To sum up, the following remarks can be made:

  • First of all, it is worthwhile mentioning the significance of classical paradoxes and their roles in the foundations of mathematics. Russell’s paradox and Church’s type theories are still the object of fruitful studies.

  • Nowadays there are two basic aspects that make the study of pure type systems appealing. The first one is related to mathematics and the second one, to theory of computation: Firstly, in recent decades type theories are being studied in connection to new areas of mathematics and more specifically to the foundations of mathematics, such as category theory or homotopy theory. In a wider sense, it is interesting to observe how some of the problems of generalised type theory are similar to classical problems of Frege’s logic and naïve set theory. Secondly, type theories as computing languages are the object of intensive research these days. Proof checkers, theorem provers and type checkers, tools within the field of automated reasoning, are founded on the principles of type theories. Turing incompleteness, that can sometimes be seen as a flaw, is revealed in other contexts as an advantage, since a Turing-incomplete type system is decidable. In this way, research on Coq or Agda relies on a heavy study on type theories, since they are decidably verifiable.

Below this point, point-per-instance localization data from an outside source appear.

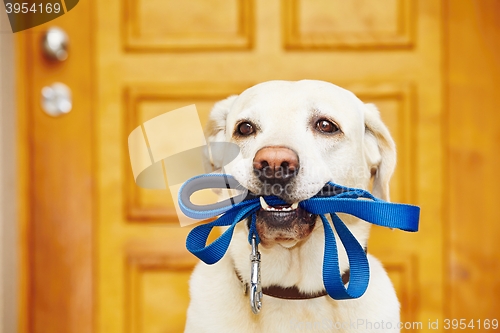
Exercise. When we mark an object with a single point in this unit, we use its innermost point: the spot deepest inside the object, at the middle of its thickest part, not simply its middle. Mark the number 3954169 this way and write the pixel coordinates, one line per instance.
(25, 8)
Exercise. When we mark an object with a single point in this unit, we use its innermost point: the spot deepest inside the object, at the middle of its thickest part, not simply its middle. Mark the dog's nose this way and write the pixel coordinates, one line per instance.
(276, 164)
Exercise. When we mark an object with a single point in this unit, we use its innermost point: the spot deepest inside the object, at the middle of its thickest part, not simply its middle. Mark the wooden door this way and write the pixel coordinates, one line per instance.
(148, 57)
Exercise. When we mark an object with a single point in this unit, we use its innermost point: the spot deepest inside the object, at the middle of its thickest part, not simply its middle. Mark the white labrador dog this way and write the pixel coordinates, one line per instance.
(295, 137)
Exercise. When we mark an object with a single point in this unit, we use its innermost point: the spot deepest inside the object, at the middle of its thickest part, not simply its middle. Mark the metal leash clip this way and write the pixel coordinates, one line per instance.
(255, 285)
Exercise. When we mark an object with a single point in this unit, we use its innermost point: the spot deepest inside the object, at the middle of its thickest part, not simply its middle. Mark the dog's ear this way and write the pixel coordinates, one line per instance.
(380, 152)
(216, 129)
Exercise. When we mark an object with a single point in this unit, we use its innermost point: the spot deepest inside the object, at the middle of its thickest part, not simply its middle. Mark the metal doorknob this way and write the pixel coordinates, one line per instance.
(56, 99)
(55, 44)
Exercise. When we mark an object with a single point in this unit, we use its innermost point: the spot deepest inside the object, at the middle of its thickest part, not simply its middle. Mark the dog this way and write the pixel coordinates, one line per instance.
(294, 137)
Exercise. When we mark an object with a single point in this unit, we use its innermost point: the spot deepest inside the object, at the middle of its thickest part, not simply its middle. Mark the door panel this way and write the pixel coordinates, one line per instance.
(143, 58)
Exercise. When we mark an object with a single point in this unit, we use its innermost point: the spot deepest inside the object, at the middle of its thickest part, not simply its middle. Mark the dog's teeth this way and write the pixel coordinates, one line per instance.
(264, 204)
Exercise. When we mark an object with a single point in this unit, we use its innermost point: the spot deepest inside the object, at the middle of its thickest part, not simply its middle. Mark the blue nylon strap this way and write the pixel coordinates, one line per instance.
(341, 200)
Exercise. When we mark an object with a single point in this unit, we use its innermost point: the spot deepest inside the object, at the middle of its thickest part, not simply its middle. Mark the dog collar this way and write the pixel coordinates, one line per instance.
(338, 199)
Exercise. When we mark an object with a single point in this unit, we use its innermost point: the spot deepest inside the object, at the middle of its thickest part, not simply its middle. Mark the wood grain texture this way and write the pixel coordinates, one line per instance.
(362, 24)
(58, 199)
(473, 146)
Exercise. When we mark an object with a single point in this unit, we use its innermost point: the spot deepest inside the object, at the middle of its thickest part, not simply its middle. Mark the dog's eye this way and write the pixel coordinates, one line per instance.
(326, 126)
(245, 129)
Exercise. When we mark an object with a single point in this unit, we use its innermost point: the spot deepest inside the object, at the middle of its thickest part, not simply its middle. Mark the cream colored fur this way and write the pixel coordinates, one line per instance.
(283, 112)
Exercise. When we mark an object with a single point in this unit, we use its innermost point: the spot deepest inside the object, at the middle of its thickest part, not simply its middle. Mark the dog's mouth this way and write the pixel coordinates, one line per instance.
(284, 224)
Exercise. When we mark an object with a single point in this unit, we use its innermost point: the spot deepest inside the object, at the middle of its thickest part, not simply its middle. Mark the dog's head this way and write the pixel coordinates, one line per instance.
(296, 136)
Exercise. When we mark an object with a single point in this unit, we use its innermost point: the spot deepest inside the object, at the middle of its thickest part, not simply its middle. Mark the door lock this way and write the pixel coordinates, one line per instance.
(55, 44)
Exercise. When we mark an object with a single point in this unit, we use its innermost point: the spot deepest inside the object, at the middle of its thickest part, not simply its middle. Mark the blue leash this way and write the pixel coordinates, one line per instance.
(339, 199)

A few closing remarks can be made in a more general style. It can be useful to see how, instead of a single logical theory, a plurality of logical systems have emerged, giving new stimulus to the renewal of logical studies. Type theories were initially created as a response to the paradoxes of naïve set theory. This connection has never been lost, since several contemporary authors still study these theories as an alternative basis for the foundations of mathematics. Although the desire of a lingua universalis, a logical language able to verily code the structure of reality, still persists (Cfr. Granström 2011), the current direction points to a different goal. Instead of a global logical system, we can conceive several frames with invariances between them in which several logical theories can be developed (Cfr. Bell 1986). The question is not which logic is the real one, but which one we desire to use for the purposes of our research, because each type theory and more broadly each logical system has its own advantages and weaknesses and there is no system that can comprise all desired logical properties into a global, unified theory.